Intervention de Annie David

Réunion du 16 octobre 2008 à 9h45
Logement et lutte contre l'exclusion — Article 1er

Photo de Annie DavidAnnie David :

Cet amendement tend à préserver la mixité sociale.

Le paragraphe IV de l’article 1er nous invite à l’expérimentation. Mais de quelle expérimentation s’agit-il ?

Il s’agirait tout simplement de pratiquer, pour certains groupes d’immeubles déterminés, une politique de loyers marquée par un dépassement « raisonnable » des plafonds autorisés par la loi.

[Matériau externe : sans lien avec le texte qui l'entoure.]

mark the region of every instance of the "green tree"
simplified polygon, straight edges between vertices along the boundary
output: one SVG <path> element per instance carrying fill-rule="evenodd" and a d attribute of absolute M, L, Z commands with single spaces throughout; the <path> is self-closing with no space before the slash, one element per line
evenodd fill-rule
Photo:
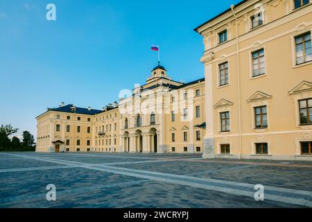
<path fill-rule="evenodd" d="M 23 132 L 22 147 L 26 150 L 33 150 L 35 148 L 35 139 L 28 131 Z"/>
<path fill-rule="evenodd" d="M 12 138 L 11 147 L 15 150 L 18 150 L 21 148 L 21 144 L 19 138 L 17 138 L 17 137 L 13 137 L 13 138 Z"/>

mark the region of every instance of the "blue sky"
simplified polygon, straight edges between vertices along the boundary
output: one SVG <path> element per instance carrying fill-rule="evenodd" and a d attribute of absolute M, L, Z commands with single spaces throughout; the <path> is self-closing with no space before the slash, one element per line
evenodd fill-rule
<path fill-rule="evenodd" d="M 168 75 L 204 77 L 193 29 L 239 0 L 1 0 L 0 124 L 36 134 L 35 117 L 64 101 L 101 109 L 144 84 L 159 45 Z M 56 6 L 47 21 L 46 6 Z"/>

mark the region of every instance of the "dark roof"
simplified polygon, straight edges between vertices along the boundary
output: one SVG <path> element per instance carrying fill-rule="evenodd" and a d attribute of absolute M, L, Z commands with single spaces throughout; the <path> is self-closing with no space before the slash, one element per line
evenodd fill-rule
<path fill-rule="evenodd" d="M 244 2 L 247 1 L 248 1 L 248 0 L 243 0 L 243 1 L 240 1 L 240 2 L 239 2 L 237 4 L 236 4 L 236 5 L 234 6 L 234 8 L 236 8 L 236 7 L 237 7 L 237 6 L 240 6 L 240 5 L 241 5 L 242 3 L 243 3 Z M 224 12 L 220 13 L 219 15 L 218 15 L 214 17 L 212 19 L 208 20 L 208 21 L 206 22 L 205 23 L 204 23 L 204 24 L 201 24 L 200 26 L 199 26 L 198 27 L 194 28 L 194 31 L 195 31 L 196 32 L 197 32 L 197 30 L 198 30 L 199 28 L 200 28 L 201 26 L 205 26 L 205 25 L 207 24 L 207 23 L 209 23 L 210 22 L 211 22 L 211 21 L 216 19 L 217 17 L 220 17 L 220 16 L 221 16 L 221 15 L 224 15 L 224 14 L 225 14 L 225 13 L 227 13 L 227 12 L 229 12 L 229 11 L 231 11 L 231 8 L 228 8 L 227 10 L 225 10 L 225 11 L 224 11 Z"/>
<path fill-rule="evenodd" d="M 153 69 L 152 71 L 155 71 L 156 69 L 159 69 L 164 70 L 164 71 L 166 71 L 166 69 L 163 66 L 159 65 L 157 67 L 155 67 L 154 69 Z"/>
<path fill-rule="evenodd" d="M 194 80 L 194 81 L 191 81 L 191 82 L 189 82 L 189 83 L 187 83 L 182 84 L 181 85 L 175 87 L 174 89 L 177 89 L 184 88 L 184 87 L 186 87 L 187 86 L 194 85 L 194 84 L 196 84 L 196 83 L 201 83 L 201 82 L 203 82 L 203 81 L 205 81 L 205 78 L 200 78 L 200 79 L 198 79 L 197 80 Z"/>
<path fill-rule="evenodd" d="M 89 110 L 87 108 L 82 108 L 79 107 L 76 107 L 76 111 L 73 112 L 71 111 L 71 108 L 74 106 L 72 104 L 66 105 L 64 106 L 58 107 L 57 108 L 53 108 L 53 109 L 48 109 L 48 111 L 57 111 L 57 112 L 71 112 L 71 113 L 77 113 L 77 114 L 84 114 L 87 115 L 95 115 L 96 114 L 98 114 L 102 110 Z"/>

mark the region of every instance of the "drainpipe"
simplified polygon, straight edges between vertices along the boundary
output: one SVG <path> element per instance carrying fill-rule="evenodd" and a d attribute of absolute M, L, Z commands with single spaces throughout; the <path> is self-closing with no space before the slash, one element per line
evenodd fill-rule
<path fill-rule="evenodd" d="M 237 87 L 238 87 L 238 96 L 239 96 L 239 159 L 241 158 L 241 150 L 242 150 L 242 135 L 241 135 L 241 77 L 239 74 L 239 23 L 237 21 L 236 15 L 234 10 L 234 6 L 231 6 L 231 10 L 233 12 L 233 16 L 235 19 L 236 28 L 236 68 L 237 68 Z"/>

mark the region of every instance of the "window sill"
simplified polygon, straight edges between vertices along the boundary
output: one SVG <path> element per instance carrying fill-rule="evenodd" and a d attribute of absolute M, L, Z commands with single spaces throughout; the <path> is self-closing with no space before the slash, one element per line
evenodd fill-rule
<path fill-rule="evenodd" d="M 257 78 L 262 78 L 262 77 L 264 77 L 264 76 L 267 76 L 266 74 L 258 75 L 258 76 L 253 76 L 252 75 L 252 76 L 250 76 L 250 79 L 251 79 L 251 80 L 252 80 L 252 79 L 257 79 Z"/>

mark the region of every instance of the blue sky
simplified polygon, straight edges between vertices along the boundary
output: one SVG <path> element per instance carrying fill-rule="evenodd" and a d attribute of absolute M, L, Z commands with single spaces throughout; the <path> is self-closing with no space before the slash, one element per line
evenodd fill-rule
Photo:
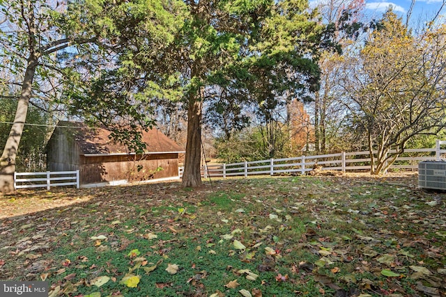
<path fill-rule="evenodd" d="M 352 0 L 310 0 L 310 7 L 314 7 L 318 3 L 330 1 L 335 3 L 348 3 Z M 364 0 L 365 10 L 364 14 L 369 19 L 379 19 L 390 6 L 392 6 L 394 11 L 403 17 L 406 22 L 406 17 L 410 7 L 410 0 Z M 422 24 L 430 21 L 436 15 L 441 7 L 443 1 L 446 0 L 416 0 L 412 10 L 410 24 L 412 27 L 421 27 Z M 443 8 L 437 22 L 446 22 L 446 7 Z"/>
<path fill-rule="evenodd" d="M 443 0 L 417 0 L 414 6 L 411 23 L 416 23 L 418 21 L 426 22 L 430 20 L 436 14 L 441 7 Z M 379 17 L 384 13 L 389 6 L 392 5 L 394 10 L 406 19 L 409 8 L 410 7 L 410 0 L 366 0 L 366 14 L 372 17 Z M 440 15 L 446 15 L 446 8 L 444 8 Z M 445 17 L 443 21 L 445 22 Z"/>

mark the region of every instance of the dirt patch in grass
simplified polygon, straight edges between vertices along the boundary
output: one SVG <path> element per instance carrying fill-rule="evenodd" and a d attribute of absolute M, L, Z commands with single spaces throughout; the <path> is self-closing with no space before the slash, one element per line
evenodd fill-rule
<path fill-rule="evenodd" d="M 45 280 L 54 296 L 445 296 L 446 195 L 417 184 L 358 173 L 18 191 L 0 198 L 0 280 Z"/>

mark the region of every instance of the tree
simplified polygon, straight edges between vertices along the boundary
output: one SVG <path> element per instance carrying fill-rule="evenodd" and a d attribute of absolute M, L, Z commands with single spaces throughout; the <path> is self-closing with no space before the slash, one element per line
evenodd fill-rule
<path fill-rule="evenodd" d="M 0 31 L 3 67 L 12 73 L 15 80 L 10 84 L 10 91 L 15 95 L 17 105 L 13 124 L 0 158 L 0 191 L 13 191 L 13 175 L 22 134 L 26 122 L 28 106 L 31 98 L 42 99 L 59 86 L 45 84 L 57 73 L 56 52 L 75 44 L 96 39 L 93 31 L 97 29 L 91 22 L 91 29 L 79 25 L 78 15 L 70 15 L 59 2 L 43 0 L 13 0 L 1 3 Z M 94 19 L 84 19 L 88 22 Z M 66 26 L 58 26 L 63 21 Z M 60 23 L 59 23 L 60 24 Z M 75 25 L 77 24 L 77 25 Z M 67 33 L 66 29 L 70 29 Z M 54 71 L 56 70 L 56 71 Z M 8 84 L 8 81 L 3 81 Z M 14 86 L 20 85 L 20 90 Z M 49 87 L 49 90 L 45 88 Z"/>
<path fill-rule="evenodd" d="M 339 131 L 345 125 L 345 109 L 339 102 L 338 77 L 341 71 L 343 54 L 351 53 L 351 43 L 358 37 L 363 0 L 330 0 L 318 5 L 322 22 L 328 24 L 338 51 L 324 50 L 320 54 L 321 88 L 314 93 L 314 146 L 316 152 L 336 150 L 341 137 Z M 343 53 L 341 52 L 341 49 Z M 346 148 L 344 147 L 344 150 Z"/>
<path fill-rule="evenodd" d="M 352 123 L 367 136 L 374 175 L 414 136 L 446 127 L 445 26 L 414 37 L 390 10 L 376 28 L 344 78 Z"/>
<path fill-rule="evenodd" d="M 4 145 L 14 120 L 17 101 L 0 98 L 0 146 Z M 16 158 L 17 168 L 28 171 L 42 171 L 45 167 L 44 148 L 48 138 L 48 114 L 33 106 L 29 106 L 27 125 L 24 128 Z"/>
<path fill-rule="evenodd" d="M 120 31 L 132 35 L 117 40 L 121 47 L 114 51 L 120 67 L 109 74 L 132 77 L 126 93 L 144 94 L 134 96 L 138 102 L 169 99 L 184 104 L 187 139 L 183 185 L 199 186 L 203 106 L 211 93 L 221 87 L 231 94 L 230 100 L 256 102 L 263 100 L 259 95 L 272 99 L 285 89 L 295 93 L 316 87 L 318 71 L 312 54 L 322 27 L 311 20 L 315 15 L 307 12 L 305 1 L 169 3 L 177 7 L 166 9 L 176 23 L 171 38 L 162 44 L 139 34 L 148 20 L 136 19 L 132 10 L 126 16 L 132 22 L 114 20 L 125 22 Z M 267 83 L 261 90 L 259 79 Z"/>

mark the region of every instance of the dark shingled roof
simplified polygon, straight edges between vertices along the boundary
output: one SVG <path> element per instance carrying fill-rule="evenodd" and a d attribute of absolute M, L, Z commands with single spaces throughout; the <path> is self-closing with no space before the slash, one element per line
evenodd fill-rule
<path fill-rule="evenodd" d="M 112 133 L 105 128 L 90 128 L 80 122 L 59 122 L 58 126 L 69 126 L 72 129 L 76 143 L 84 154 L 127 154 L 128 150 L 109 138 Z M 143 131 L 142 141 L 146 143 L 146 152 L 184 152 L 184 149 L 157 129 Z"/>

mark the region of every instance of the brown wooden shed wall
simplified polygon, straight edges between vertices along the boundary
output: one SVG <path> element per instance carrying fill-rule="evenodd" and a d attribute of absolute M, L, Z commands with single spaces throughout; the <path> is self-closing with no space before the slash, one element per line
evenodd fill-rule
<path fill-rule="evenodd" d="M 81 184 L 126 179 L 129 182 L 178 177 L 177 153 L 145 155 L 80 156 Z M 158 168 L 162 168 L 157 171 Z M 138 168 L 140 168 L 138 170 Z"/>

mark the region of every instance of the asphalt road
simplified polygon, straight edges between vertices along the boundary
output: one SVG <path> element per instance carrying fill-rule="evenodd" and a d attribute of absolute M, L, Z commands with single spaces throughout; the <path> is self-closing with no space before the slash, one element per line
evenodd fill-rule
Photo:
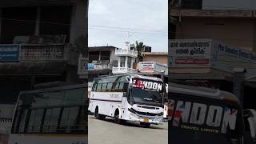
<path fill-rule="evenodd" d="M 90 144 L 167 144 L 168 124 L 151 125 L 144 128 L 139 124 L 114 123 L 112 118 L 98 120 L 88 116 Z"/>

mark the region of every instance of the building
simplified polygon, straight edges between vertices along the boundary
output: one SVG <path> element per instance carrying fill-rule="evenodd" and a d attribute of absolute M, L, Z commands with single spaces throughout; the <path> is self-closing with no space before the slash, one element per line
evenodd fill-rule
<path fill-rule="evenodd" d="M 82 82 L 88 0 L 0 2 L 0 93 L 14 103 L 22 90 L 52 81 Z"/>
<path fill-rule="evenodd" d="M 238 6 L 242 9 L 235 9 Z M 250 6 L 246 1 L 182 0 L 181 6 L 170 10 L 169 38 L 214 38 L 255 51 L 256 17 L 254 10 L 246 10 Z"/>
<path fill-rule="evenodd" d="M 250 10 L 255 10 L 255 5 L 249 1 L 229 0 L 173 0 L 170 3 L 169 51 L 178 50 L 169 55 L 170 80 L 186 80 L 244 95 L 241 102 L 245 108 L 256 108 L 250 102 L 255 89 L 255 75 L 251 68 L 256 66 L 256 17 L 255 11 Z M 218 53 L 214 54 L 210 49 L 216 46 L 202 46 L 214 42 L 218 43 L 218 50 L 215 50 Z M 198 46 L 198 42 L 202 43 Z M 186 53 L 186 50 L 191 51 L 195 47 L 206 50 L 194 51 L 197 58 Z M 225 66 L 229 70 L 223 69 Z M 239 82 L 243 86 L 238 86 L 238 92 L 236 83 L 239 78 L 235 70 L 240 68 L 247 69 L 247 72 L 243 82 Z M 239 94 L 241 91 L 244 93 Z"/>
<path fill-rule="evenodd" d="M 142 52 L 143 62 L 156 62 L 159 64 L 168 64 L 168 52 Z"/>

On attend sans doute de cette expérimentation qu’elle conduise, à moyen terme, les locataires relativement aisés concernés par ces loyers modulés à solliciter le consentement de leur bailleur à leur vendre l’appartement qu’ils occupent, afin de se libérer d’un loyer de moins en moins « social ».

Ces dispositions sont parfaitement inacceptables de notre point de vue. Elles visent, concrètement, à accentuer encore un peu plus certains des défauts des conventions d’utilité sociale, que présentent déjà les actuelles conventions globales de patrimoine.

En effet, le classement des immeubles, au motif de la remise en ordre des loyers, conduit naturellement à créer une forme de sélection des locataires en fonction de leurs ressources.

Cette sélection aboutit à reléguer les plus modestes et les plus défavorisés d’entre eux dans les groupes d’immeubles offrant la moins bonne qualité de service et permet, par le biais d’ajustements à la hausse des loyers, de loger les ménages les moins vulnérables dans les ensembles les mieux situés ou les plus demandés.

S’il s’agit de faire cohabiter dans le même ensemble d’immeubles ménages modestes et ménages plus aisés, nous ne pouvons que rappeler que des dispositifs ad hoc existent déjà et que leur mise en œuvre est étroitement dépendante de la capacité des bailleurs à en supporter le coût.

En outre, nous observons qu’aucune incitation n’est prévue par l’article pour favoriser la mise en place de l’expérimentation, le Gouvernement se contentant d’en définir les conditions et de fixer les règles.

Vous espérez sans doute, madame la ministre, que la capacité d’autofinancement des organismes bailleurs sociaux sera encore renforcée par la fixation de loyers d’un montant injustifié au regard du service rendu.

Même s’il peut apparaître de bonne gestion de pratiquer une forme de modulation des loyers, vous attendez surtout de ces dispositions qu’elles permettent à l’État de s’affranchir de la charge du financement des aides au logement.

Sans doute eût-il été préférable, en l’espèce, de rechercher de nouvelles sources de financement – on en a trouvé pour les banques, mais c’est apparemment plus difficile pour les logements sociaux ! –, qui permettent d’alléger les contraintes liées aux opérations de construction neuve et de réhabilitation.

N’oublions jamais, mes chers collègues, que, en l’état actuel des aides publiques accordées au logement social, un logement relevant d’un prêt locatif à usage social ou d’un prêt locatif social demeure aujourd’hui une source de déficit structurel pour l’organisme qui le fait construire.

De plus, ce déficit est, pour l’heure et de manière exclusive, gagé sur la perception des loyers des logements plus anciennement construits ou réhabilités.

Pour ces motifs, nous vous demandons, mes chers collègues, d’adopter cet amendement.